But murders fell by about 12 percent in 2023 — the largest drop ever recorded in federal crime statistics — and may have declined even further in 2024. Federal data for the year has yet to be released, but murders likely fell around 14 percent in 2024, according to data compiled by the Real Time Crime Index. This year, they’re down roughly 20 percent. Jeff Asher, a crime analyst who helps run the index, said 2025 is on track to have the lowest murder rate since 1960, when the FBI began keeping reliable records.
How do people know, or think they know, how bad crime is? By watching Fox News? Likely. Far less likely that they have any personal experience with being the victim of a crime.
The article goes on with the example of Baltimore.
One of the most remarkable examples of this trend is Baltimore, which in the first six months of this year has had its fewest homicides in five decades.

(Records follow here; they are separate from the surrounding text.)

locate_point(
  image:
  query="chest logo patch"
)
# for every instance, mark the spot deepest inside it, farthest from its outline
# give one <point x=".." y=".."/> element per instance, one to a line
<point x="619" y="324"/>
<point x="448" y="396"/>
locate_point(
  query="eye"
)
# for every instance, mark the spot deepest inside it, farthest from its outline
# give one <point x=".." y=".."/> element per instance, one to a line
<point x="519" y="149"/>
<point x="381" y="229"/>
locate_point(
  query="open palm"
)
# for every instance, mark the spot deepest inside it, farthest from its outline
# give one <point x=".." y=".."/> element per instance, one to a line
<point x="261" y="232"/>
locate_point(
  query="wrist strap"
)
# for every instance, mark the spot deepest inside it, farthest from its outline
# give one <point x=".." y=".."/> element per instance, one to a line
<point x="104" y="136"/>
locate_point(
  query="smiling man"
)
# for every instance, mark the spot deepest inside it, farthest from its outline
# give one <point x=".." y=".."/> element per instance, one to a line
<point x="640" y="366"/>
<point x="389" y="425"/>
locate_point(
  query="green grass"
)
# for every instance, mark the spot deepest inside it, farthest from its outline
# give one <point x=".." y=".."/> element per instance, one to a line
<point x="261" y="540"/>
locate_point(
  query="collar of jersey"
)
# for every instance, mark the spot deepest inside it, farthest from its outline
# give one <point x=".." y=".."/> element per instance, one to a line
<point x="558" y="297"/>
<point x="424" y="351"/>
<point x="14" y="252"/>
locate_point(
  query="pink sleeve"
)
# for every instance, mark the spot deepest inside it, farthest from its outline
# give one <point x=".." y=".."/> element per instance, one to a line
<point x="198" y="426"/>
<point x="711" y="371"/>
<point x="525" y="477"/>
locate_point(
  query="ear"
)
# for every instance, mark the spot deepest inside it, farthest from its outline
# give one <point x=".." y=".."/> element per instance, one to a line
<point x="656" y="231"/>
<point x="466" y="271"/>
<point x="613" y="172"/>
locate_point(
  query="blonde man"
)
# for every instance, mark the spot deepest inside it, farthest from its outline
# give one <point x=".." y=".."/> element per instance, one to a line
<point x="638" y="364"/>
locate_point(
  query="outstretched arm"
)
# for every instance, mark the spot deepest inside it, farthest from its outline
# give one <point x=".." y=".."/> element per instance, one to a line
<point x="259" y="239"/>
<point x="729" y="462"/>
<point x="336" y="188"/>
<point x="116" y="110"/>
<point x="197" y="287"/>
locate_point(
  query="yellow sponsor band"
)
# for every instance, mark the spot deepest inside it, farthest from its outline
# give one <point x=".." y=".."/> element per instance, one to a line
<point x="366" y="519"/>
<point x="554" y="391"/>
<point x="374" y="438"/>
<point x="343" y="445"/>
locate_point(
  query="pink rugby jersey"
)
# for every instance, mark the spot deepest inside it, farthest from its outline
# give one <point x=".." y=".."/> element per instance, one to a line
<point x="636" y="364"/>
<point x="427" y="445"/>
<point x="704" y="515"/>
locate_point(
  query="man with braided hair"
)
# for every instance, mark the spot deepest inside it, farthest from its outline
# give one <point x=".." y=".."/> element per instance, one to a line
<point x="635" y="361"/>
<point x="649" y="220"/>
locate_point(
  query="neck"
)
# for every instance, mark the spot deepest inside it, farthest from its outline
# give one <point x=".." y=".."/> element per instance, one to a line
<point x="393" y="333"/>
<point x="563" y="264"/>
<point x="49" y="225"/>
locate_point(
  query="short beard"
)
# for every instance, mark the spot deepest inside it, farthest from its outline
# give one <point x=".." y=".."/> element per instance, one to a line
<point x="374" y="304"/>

Baltimore, like many other cities in the US, received a massive influx of federal funding in 2021 from the American Rescue Plan Act (ARPA). In the last few years, the funding paid for things like new recreation centers and street lights in high-crime areas. At the same time, the Biden administration distributed billions in grants to nonprofit violence reduction groups.
That funding, Asher told Vox’s Today, Explained podcast, may be part of the answer. He described an “everything but the kitchen sink” theory of gun violence reduction, with a tide of federal money addressing multiple potential factors, directly and indirectly.
So the answer is: it’s not just any one thing. As everything else in life, social trends like this are a product of many factors. And may well reverse. Despite any particular policies by any particular political party. Conservatives always think it is just one thing or another.